TextDer Herr Gedge scheint mir übri­gens ein geschäft­stüchter Zeitgenosse zu sein. Neben inzwis­chen gefühlten drei­hun­der­tachtund­siebzig Wed­ding Present-Veröf­fentlichun­gen gab es eine Bieterliste für eine von ihm sig­nierte Bass­box (?), die der Höch­st­bi­eter dann am Abend wohl mit nach Hause schlep­pen kon­nte. Außer­dem sig­nierte Drumdingers für 15,- EUR. Naja, er hat ja keinen Haup­tjob und macht seit gefühlten hun­dert Jahren tolle Musik — seien wir also nachsichtig.
Nun aber ging es endlich los — Wed­ding Present betrat­en die Bühne ((vor ca. 200 bis 300 Leuten. Nicht leer, nicht zu voll. Pri­ma)) um sofort eine Runde loszuschram­meln. Klein­er Beset­zungswech­sel am Schlagzeug (?) und am Bass — wovon beim besten Willen nix zu merken war. Die Band wirk­te wie seit hun­dert Jahren einge­spielt. Dabei ist David Gedge das einzige Orig­i­nalmit­glied. Was aber irgend­wie auch nichts macht, da er ja immer eben­so Kopf wie auch Marken­ze­ichen war. Los ging es also mit 2,3, Go! und dem sehr sel­ten live gegebe­nen Where every­body knows your name. Anschließend wurde das kom­plette Bizarro-Album aus dem Jahre 1989 durchge­spielt. Und wie! Ein großar­tiger Song rei­hte sich an den näch­sten und Mr. Gedge machte nur kurze Pausen um nach jedem Song die Gitarre zu tauschen. Ich ver­mutete eigentlich, die exzes­sive Schram­melei erfordert nach jedem Song ein neues Stim­men. Andere Quellen aber meinen, daß während jeden einzel­nen Songs Sait­en reißen.
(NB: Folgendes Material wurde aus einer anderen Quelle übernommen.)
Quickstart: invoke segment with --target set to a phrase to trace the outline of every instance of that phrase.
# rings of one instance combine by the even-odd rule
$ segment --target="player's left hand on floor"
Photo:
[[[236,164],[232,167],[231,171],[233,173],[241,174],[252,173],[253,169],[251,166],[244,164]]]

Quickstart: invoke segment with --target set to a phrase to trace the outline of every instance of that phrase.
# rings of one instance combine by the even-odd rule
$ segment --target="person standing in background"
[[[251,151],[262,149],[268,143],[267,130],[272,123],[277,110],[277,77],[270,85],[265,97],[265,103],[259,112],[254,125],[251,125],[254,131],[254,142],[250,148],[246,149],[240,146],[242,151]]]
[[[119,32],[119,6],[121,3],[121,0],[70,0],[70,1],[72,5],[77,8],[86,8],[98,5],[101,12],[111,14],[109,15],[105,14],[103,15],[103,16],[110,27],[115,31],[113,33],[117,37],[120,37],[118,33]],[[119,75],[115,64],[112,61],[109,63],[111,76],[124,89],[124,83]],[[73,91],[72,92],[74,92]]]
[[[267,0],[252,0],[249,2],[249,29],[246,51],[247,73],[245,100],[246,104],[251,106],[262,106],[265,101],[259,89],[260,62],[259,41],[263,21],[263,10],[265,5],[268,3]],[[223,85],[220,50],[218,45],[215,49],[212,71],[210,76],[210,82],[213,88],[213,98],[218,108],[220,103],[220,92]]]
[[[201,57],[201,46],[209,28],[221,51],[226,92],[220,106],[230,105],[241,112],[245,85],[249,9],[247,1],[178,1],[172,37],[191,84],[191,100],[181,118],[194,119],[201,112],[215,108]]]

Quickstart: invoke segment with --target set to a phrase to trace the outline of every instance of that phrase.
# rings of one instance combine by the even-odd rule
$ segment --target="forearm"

Und die wer­den dann aufge­zo­gen. Ganz neue Sait­en. Wenn er keine neuen Sait­en aufziehen ließ, unter­hielt er das Pub­likum mit Ansagen in Deutsch. Sel­bige waren nahezu voll­ständig fehler­frei, klan­gen aber trotz­dem wie aus einem Mon­ty Python-Sketch.

Nach dem vor­let­zten Song Take Me! hätte für mich eigentlich Schluß sein kön­nen, aber dem Album fol­gend gab’s noch Be Hon­est oben­drauf. Ein­gangs erwäh­ntes Take Me! jeden­falls ist ein unfaßbar großar­tiges Mon­ster von einem überirdisch guten Ram­bazam­ba-Song und sollte unten ((Ham­burg, nicht Han­nover! Meine Videokam­era hat­te Grippe.)) in voller Laut­stärke und mit wildgeschweck­tem, bere­its leicht schüt­terem Haupthaar genossen wer­den. So benutzt man Gitar­ren, Herrgottsakrament!!!

Nach diesem tollen Abend ((wie immer ohne Zugaben. Wed­ding Present geben nie Zugaben.)) trat­en wir die Rück­reise an. Der Hunger trieb uns dann noch zu ein­er imper­al­is­tis­chen Schnellmahlzeit­en-Kette aus Ameri­ka, wo wir den einen oder anderen Burg­er ver­drück­ten. Und auch auf Bürg­er trafen. So z. B. das hüb­sche Gesicht der gelun­genen Inte­gra­tion, den Mon­teur Michael, einen 360° Drehun­gen-üben­den Fies­ta-Fahrer aus der Niederp­falz und ein paar hun­grige Gestal­ten aus der Low Soci­ety. Und die waren alle auf Dro­gen, denn anders läßt sich ihr Ver­hal­ten nicht erk­lären… aber dazu niemals mehr.

Bis dahin und her­zlichen Dank an die Organ­isatoren, Fahrer und Teil­nehmende unser­er wun­der­hüb­schen Klassen­fahrt! Bis zum näch­sten Mal!